Reliastar Life Insurance v. EMC National Life Co.

POOLER, Circuit Judge,

dissenting:

This Court has apparently never decided a case raising the precisely identical issue presented by the instant appeal. Nevertheless, the general principle which I believe should govern our decision here is *90pellucid: “[V]acatur [of an arbitral award] is appropriate only if the arbitral award contradicts an express and unambiguous term of the contract [between the parties] or if the award so far departs from the terms of the agreement that it is not even arguably derived from the contract.” Westerbeke Corp. v. Daihatsu Motor Co., 304 F.3d 200, 222 (2d Cir.2002).

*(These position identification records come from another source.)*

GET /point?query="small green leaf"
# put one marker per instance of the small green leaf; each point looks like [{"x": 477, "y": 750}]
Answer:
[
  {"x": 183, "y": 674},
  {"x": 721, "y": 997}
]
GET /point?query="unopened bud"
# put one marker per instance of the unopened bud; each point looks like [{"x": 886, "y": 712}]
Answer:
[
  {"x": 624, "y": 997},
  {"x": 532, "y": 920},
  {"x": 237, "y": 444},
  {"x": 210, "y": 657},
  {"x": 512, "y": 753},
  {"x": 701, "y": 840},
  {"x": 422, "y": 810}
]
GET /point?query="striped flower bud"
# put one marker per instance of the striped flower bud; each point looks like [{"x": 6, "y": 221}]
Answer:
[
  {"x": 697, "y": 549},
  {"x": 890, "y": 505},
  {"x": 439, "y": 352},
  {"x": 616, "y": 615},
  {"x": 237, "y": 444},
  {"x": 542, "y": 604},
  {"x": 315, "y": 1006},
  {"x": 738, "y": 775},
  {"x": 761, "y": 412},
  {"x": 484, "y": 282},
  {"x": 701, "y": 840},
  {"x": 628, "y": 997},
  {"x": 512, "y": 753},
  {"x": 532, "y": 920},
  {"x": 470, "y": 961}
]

I believe that the majority has disregarded this principle and in so doing fails to acknowledge that the arbitral award at issue here plainly contradicts an express and unambiguous term of the contract entered into by ReliaStar and EMC. Specifically, the arbitral award could not properly include an award of attorney’s fees to ReliaStar, even if that award was based upon the arbitral panel’s reasonable conclusion that EMC should be sanctioned for bad faith conduct during the arbitration proceedings, because the contract between ReliaStar and EMC divested the arbitral panel of any authority to make an award of attorney’s fees. Thus, I believe that this portion of the award was in excess of the arbitrator’s authority and should be vacated pursuant to Section 10(a)(4) of the Federal Arbitration Act (“FAA”), 9 U.S.C. § 10(a)(4). I must therefore respectfully dissent.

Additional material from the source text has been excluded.